En 1996, au cours d’une déambulation au cimetière Montparnasse, l’auteur Patrick Chatelier aperçoit un monument funéraire dont le vitrail altéré par les années présente un visage défiguré : celui du général Adolphe Hinstin (1831-1905). Juliette Soubrier en tire une série de photographies, puis en 1997 l’écrivain fait du général le sujet d’une performance — une série « de petites scènes d’inspiration dadaïste, nerveuses et grotesques, interprétées par certains artistes habitants du lieu » (Général Instin, 2007), comme la décrit Chatelier — au squat artistique de la Grange-aux-Belles, à Paris. L’année suivante a lieu Décomposition du Général (H)instin, une soirée entière de performances picturales, théâtrales et textuelles qui est dédiée au spectre. Général Instin (GI), projet collectif, multiforme et transdisciplinaire, est né. Depuis, le GI ne cesse de croître et de se disséminer, tout d’abord dans la revue d’art et de littérature Éponyme de 2005 à 2007, ensuite en tant que feuilleton sur le blogue littéraire remue.net; mais également sur Facebook et Twitter, ainsi que lors de performances, expositions, festivals, conférences, pièces musicales et théâtrales, campagnes d’affichage[2]. Au fil des événements, le général Hinstin perd son « H » (celui qui fait de lui un être historique) au profit du « I » d’« imaginaire », et devient un « personnage-entité » (Général Instin, 2011).

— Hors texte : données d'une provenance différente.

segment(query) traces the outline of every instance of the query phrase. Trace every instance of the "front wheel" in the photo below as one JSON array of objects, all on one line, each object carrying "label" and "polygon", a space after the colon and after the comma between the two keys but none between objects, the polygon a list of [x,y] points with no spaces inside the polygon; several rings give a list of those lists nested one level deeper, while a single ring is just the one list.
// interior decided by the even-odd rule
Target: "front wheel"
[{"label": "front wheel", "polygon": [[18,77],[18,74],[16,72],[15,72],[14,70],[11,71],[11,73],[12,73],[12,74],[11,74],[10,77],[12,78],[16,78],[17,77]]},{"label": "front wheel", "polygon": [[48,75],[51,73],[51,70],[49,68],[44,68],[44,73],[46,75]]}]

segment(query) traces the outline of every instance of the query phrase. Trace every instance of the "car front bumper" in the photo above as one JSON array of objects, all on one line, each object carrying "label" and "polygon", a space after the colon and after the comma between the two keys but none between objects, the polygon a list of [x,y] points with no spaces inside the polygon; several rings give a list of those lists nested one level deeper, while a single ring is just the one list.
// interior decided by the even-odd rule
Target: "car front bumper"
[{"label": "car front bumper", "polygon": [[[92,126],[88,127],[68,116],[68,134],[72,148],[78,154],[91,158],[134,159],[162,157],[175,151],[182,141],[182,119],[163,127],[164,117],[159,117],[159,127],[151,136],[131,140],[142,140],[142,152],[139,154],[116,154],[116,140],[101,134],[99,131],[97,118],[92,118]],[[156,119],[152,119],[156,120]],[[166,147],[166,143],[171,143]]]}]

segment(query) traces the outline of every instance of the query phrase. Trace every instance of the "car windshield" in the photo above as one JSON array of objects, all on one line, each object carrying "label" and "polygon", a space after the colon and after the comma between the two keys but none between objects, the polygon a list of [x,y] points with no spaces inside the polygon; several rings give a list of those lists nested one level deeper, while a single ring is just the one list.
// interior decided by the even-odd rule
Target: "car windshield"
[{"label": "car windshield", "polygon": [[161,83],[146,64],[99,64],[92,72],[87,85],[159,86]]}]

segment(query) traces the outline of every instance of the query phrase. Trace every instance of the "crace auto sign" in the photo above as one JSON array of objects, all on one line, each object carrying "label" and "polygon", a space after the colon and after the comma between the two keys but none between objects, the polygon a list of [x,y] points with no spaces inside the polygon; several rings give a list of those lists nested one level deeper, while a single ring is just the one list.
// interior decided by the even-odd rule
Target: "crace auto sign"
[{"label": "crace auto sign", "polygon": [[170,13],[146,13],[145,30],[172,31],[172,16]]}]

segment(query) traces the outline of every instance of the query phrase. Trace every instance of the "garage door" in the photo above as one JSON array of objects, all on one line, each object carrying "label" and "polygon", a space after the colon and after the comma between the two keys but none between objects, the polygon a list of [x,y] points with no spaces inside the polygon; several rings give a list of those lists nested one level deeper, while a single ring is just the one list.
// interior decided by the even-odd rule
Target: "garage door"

Présenté comme un « work in progress (in regress) », Général Instin est à la fois « une suite de gestes artistiques qui se répondent et se complètent, toujours en devenir » et un « personnage en train d’apparaître (ou disparaître) d’une fiction collective », voire « une prolifération formant comme un paysage géologique qui grandit de ses dépôts successifs » (Général Instin, 2014).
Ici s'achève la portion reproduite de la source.